Bilimsel İsmi : Chenopodium quinoa
Deniz seviyesinden başlayarak 4000 m rakıma kadar yetiştirilmesi mümkündür. Her rakıma uygun çeşitleri bulunmaktadır. Yağışlı, ılıman, sıcak ve kurak, soğuk ve kurak olmak üzere hemen her iklime adapte olabilir. Kendine döllenen bir bitkidir.
Toprak seçiciliği yüksek bir bitki değildir. Genel olarak tınlı, geçirgenliği yüksek, organik madde açısından zengin toprakları sever. Kurak ve çorak ( tuzlu ) topraklarda yetişebilir. 4.5 – 9.0 pH aralığındaki topraklarda yetiştirilebilir. Ağır killi topraklar, yetiştiricilik için tavsiye edilmez.
Kinoanın 200’ün üzerinde tescilli çeşidi bulunmaktadır. Son yıllarda, melezleme yöntemi kullanılarak saponin (kinoaya acılık veren bir maddedir) içermeyen çeşitler geliştirilmeye başlanmıştır.
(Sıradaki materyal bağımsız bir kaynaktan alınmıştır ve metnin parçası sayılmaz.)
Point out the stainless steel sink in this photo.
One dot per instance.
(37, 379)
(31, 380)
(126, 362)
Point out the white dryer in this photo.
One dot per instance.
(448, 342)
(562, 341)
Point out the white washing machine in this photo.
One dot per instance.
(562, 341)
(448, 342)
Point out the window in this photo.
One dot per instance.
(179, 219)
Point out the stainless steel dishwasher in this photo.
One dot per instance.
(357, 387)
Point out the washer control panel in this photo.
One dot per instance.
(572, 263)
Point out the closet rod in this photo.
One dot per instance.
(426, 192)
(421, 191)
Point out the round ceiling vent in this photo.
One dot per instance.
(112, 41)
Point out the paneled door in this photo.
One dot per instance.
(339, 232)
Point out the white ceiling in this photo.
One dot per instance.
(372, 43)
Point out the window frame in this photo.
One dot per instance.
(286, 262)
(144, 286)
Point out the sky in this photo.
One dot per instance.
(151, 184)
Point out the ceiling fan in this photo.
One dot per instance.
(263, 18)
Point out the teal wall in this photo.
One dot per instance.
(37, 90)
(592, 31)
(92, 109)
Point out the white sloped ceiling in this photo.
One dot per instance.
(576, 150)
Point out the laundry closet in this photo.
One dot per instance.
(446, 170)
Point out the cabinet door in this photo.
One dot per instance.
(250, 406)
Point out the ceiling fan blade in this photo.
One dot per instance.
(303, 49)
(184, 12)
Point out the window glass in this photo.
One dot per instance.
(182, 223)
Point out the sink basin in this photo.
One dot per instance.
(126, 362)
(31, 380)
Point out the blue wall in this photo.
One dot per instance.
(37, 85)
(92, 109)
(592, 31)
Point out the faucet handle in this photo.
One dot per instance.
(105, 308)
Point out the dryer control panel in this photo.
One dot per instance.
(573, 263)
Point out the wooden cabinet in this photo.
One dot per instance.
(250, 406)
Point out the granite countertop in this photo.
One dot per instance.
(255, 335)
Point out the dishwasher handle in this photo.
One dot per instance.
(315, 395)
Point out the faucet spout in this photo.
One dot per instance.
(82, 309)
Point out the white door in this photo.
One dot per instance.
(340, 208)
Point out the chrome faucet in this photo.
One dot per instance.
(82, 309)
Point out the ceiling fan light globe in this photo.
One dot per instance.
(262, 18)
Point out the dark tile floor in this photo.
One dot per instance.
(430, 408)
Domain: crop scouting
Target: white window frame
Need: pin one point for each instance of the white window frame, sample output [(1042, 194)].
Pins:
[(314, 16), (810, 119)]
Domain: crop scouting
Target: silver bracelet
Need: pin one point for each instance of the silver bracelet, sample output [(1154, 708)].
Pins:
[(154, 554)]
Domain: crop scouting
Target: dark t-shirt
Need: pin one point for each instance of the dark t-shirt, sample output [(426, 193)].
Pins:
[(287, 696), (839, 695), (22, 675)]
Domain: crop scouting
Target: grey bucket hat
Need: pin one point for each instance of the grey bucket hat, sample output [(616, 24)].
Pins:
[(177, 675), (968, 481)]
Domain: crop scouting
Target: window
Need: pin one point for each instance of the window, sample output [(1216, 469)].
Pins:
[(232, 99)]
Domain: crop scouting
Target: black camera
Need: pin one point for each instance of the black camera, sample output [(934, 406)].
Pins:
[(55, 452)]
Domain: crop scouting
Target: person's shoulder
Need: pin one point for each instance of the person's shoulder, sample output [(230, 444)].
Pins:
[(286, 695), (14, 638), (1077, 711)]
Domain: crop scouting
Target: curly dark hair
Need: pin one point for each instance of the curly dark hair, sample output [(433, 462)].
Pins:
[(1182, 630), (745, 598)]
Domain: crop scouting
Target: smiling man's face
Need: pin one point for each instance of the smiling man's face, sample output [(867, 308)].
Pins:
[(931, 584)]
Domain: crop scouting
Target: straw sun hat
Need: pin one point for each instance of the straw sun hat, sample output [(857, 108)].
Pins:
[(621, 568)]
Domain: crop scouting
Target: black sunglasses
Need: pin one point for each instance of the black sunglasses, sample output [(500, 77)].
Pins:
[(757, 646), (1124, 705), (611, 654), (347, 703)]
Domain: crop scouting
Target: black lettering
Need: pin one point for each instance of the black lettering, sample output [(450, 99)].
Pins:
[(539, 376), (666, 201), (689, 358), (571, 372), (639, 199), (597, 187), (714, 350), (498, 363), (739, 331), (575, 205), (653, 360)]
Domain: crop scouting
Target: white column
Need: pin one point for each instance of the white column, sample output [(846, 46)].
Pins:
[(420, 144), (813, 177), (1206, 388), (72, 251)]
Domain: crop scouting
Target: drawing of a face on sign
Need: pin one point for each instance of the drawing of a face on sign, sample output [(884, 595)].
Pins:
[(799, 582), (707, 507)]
Türkiye iklimine en uygun çeşitler, yetiştiricilik süresi kısa olan kinoa çeşitleridir. Kısa gün çeşitleri, dane tutum riski az olan ve daha kolay yetiştirilen çeşitlerdir.
Ekilen kinoadan elde edilen tohumluklar kullanılabilir. Günümüzde ülkemizde sertifikalı tohumluk üretimi yapılmamaktadır.
Ortalama toprak ısısının 5-7 dereceye ulaştığı Mart ve Nisan ayları ekim uygun uygundur. Daha soğuk ve yüksek bölgelerde Mayıs ayının başlarında ekim yapılabilir. Ekim zamanının belirlenmesinde dikkat edilmesi gereken diğer bir husus, çiçeklenme zamanında bölgedeki hava sıcaklığının 35 °C’yi geçmeyecek şekilde planlanmasıdır.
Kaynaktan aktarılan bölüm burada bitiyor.